As advances in personalized medicine continue, there is a need to balance the competing interests of protecting scientific discovery and rewarding innovation, while at the same time allowing access to human genetic information that many think should be “free to all men and reserved exclusively to none.” Quotation from Bilski v. Kappos, 130 S.Ct. 3218, 3225 (2010)

A law suit currently on appeal to the US Court of Appeals for the Federal Circuit may lead to a change in the current practices of the US Patent & Trademark Office.  The American Association of Pathologists and others have challenged several patents relating to the breast cancer genes BRCA1 and BRAC2 held by Myriad Genetics and the University of Utah Research Foundation.

BRCA1 and BRCA2 genes are associated with an increased risk of breast and ovarian cancer.  The US district court for the Southern District of New York in a surprise decision by Judge Robert Sweet, invalidated Myriad’s patents.  The New York Times article about the case has a link to the Judge’s 156 page opinion.  The decision that isolated but otherwise unaltered DNA should not be patentable is now being appealed by Myriad.

In their legal brief, arguing for the decision to be upheld, the United States Government states:

“The fact that a particular segment of the human genome codes for the BRCA1 protein in a human cell, for example, rather than for adrenaline or insulin or nothing at all, is not within the power of science to alter. Such basic natural relationships may not be the subject of a patent.”

If the District Court’s decision is upheld on appeal, it would represent a fundamental policy shift on what patents can be obtained for human genetic information. Such a decision would prevent Myriad from charging royalties and exclusivity for the genetic testing of BRCA1 and potentially invalidate similar types of patents. Depending on your point of view this will either harm the biotechnology industry or increase the market opportunities.

Given the stakes involved, it is likely the Myriad case will end up being considered by the United States Supreme Court, and what they may decide is anyone’s guess.

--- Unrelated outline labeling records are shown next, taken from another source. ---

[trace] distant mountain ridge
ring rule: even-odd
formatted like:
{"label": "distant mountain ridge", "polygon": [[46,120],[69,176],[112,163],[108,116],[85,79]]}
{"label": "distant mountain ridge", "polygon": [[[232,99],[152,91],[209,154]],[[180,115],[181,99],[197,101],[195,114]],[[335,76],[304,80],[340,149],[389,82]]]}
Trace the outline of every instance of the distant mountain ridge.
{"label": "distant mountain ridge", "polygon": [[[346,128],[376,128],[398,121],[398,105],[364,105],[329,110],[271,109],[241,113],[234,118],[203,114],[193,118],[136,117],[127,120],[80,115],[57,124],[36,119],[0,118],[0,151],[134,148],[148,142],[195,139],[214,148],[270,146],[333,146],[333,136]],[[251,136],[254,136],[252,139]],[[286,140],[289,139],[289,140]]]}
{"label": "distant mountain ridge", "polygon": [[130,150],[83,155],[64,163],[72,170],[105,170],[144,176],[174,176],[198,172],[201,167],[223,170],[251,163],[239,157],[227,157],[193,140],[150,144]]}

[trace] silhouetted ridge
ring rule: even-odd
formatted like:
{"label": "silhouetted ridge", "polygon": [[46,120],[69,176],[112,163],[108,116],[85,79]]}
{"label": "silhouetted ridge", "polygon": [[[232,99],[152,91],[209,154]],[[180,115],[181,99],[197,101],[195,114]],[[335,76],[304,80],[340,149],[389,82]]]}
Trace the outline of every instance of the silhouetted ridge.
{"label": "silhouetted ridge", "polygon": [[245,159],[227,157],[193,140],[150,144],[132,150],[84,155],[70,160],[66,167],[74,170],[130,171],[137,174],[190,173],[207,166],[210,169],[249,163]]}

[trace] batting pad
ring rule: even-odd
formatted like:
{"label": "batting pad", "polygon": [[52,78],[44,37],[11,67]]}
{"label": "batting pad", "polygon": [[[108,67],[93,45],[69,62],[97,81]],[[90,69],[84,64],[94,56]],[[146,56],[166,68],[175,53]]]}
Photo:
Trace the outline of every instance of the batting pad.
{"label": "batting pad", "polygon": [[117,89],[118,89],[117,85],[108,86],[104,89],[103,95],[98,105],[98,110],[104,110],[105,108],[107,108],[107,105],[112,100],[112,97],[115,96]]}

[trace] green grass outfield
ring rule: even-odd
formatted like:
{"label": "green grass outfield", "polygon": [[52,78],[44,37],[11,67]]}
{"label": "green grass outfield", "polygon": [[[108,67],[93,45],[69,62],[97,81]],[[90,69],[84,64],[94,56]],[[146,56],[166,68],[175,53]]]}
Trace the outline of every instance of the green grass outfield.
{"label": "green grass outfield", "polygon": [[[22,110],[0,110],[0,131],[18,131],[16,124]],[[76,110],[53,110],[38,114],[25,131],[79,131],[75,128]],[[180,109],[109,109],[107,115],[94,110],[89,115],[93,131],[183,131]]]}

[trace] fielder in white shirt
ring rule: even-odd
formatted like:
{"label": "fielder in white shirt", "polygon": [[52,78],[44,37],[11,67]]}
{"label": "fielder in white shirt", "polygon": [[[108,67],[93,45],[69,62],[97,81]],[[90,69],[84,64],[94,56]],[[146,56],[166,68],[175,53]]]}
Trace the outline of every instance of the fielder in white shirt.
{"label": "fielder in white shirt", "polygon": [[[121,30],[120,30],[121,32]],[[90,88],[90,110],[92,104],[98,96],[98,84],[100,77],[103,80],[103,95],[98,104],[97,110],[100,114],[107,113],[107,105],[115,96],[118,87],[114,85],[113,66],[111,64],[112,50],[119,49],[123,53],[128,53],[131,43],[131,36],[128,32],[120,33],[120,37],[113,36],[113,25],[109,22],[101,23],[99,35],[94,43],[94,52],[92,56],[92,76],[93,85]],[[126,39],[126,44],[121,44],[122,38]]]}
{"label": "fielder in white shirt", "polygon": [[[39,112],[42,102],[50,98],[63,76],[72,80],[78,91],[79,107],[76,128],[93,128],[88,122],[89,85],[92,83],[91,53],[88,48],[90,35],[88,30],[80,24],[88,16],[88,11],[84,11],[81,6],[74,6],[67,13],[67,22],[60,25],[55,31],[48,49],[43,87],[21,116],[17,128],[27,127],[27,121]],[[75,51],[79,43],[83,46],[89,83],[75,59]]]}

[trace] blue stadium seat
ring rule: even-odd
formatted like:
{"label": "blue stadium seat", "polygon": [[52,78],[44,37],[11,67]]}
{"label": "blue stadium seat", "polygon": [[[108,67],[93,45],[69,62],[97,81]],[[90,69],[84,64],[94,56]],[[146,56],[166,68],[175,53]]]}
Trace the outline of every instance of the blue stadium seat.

To read more in-depth analysis about the Myriad case and the legal issues involved with the patenting of genomic information, I strongly recommend the “Genomics Law Report”, a blog written by Dan Vorhaus and others.

Ten years after the human genome was sequenced we are still working out the intellectual property rights. The question as to whether companies should be allowed to patent unaltered human genes is one that will be answered in the not too distant future.